Robert Rickover writes in vol 2 issue 1 of Direction Journal (I’m highlighting parts of his essay below):

London teacher Kri Ackers said: “The thing to remember about Alexander teachers is that we’re all insecure as hell.”

Why is this?

Alexander’s lack of formal training and his low status origins (Tasmania, Australia).

Lack of legal standing for the alexander teaching profession: anyone can call himself an Alexander teacher.
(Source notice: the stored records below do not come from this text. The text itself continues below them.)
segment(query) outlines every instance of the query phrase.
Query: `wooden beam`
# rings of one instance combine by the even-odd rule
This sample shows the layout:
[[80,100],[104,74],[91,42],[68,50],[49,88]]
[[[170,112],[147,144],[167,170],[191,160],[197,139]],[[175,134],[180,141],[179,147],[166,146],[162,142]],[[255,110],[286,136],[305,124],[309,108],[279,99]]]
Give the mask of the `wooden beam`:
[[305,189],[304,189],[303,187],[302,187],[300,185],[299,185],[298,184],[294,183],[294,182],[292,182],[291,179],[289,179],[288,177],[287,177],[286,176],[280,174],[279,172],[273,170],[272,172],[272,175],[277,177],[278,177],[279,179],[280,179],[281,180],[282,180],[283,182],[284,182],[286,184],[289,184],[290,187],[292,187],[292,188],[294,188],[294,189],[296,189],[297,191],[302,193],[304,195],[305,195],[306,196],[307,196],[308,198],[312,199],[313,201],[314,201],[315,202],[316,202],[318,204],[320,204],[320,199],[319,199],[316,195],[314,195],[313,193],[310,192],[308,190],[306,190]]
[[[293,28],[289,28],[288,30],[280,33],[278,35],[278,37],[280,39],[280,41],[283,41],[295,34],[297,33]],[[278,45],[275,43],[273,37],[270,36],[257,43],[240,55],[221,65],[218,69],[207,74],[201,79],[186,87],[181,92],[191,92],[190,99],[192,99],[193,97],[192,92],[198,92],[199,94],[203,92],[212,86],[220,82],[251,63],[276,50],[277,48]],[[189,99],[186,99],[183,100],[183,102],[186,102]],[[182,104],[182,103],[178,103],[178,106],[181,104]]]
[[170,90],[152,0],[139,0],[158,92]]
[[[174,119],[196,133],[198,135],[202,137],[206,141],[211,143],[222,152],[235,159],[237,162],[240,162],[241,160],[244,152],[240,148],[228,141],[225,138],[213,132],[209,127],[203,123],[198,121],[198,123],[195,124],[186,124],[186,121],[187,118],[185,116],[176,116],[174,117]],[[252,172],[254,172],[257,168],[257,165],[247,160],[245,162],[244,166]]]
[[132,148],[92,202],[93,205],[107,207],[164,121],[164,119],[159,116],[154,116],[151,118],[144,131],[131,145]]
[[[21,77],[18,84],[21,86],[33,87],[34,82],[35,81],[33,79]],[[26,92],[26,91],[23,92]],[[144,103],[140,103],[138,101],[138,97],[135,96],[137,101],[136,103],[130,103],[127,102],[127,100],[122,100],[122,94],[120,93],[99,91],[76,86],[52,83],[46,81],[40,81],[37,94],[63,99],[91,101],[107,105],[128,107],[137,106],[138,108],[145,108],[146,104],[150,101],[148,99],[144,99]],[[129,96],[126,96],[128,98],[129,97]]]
Divisiveness within the Alexander world: after Alexander’s death, several of his students established their own training courses. These men and women had very different interpretations of Alexander’s work, and very different approaches to teaching. These differences have led to bitter disputes with members of the various “lineages” disparaging each other’s work.

Alexander’s racism: a source of profound embarrassment for all of us are his many derogatory remarks about Germany (“as a nation she has no mobility, no poise… We must treat her as mad.”), American blacks (called cowards for running away from klu kklux klan lynch parties) and indigenous peoples (ruled exclusively by “savage instincts and unbridled passions”).

Probably the biggest cause of our insecurity is that our own standars of use are constantly on display. Whenever Alexander teachers and students get together, you hear putdowns such as “He’s pulling down” or ‘”She’s stiffening.”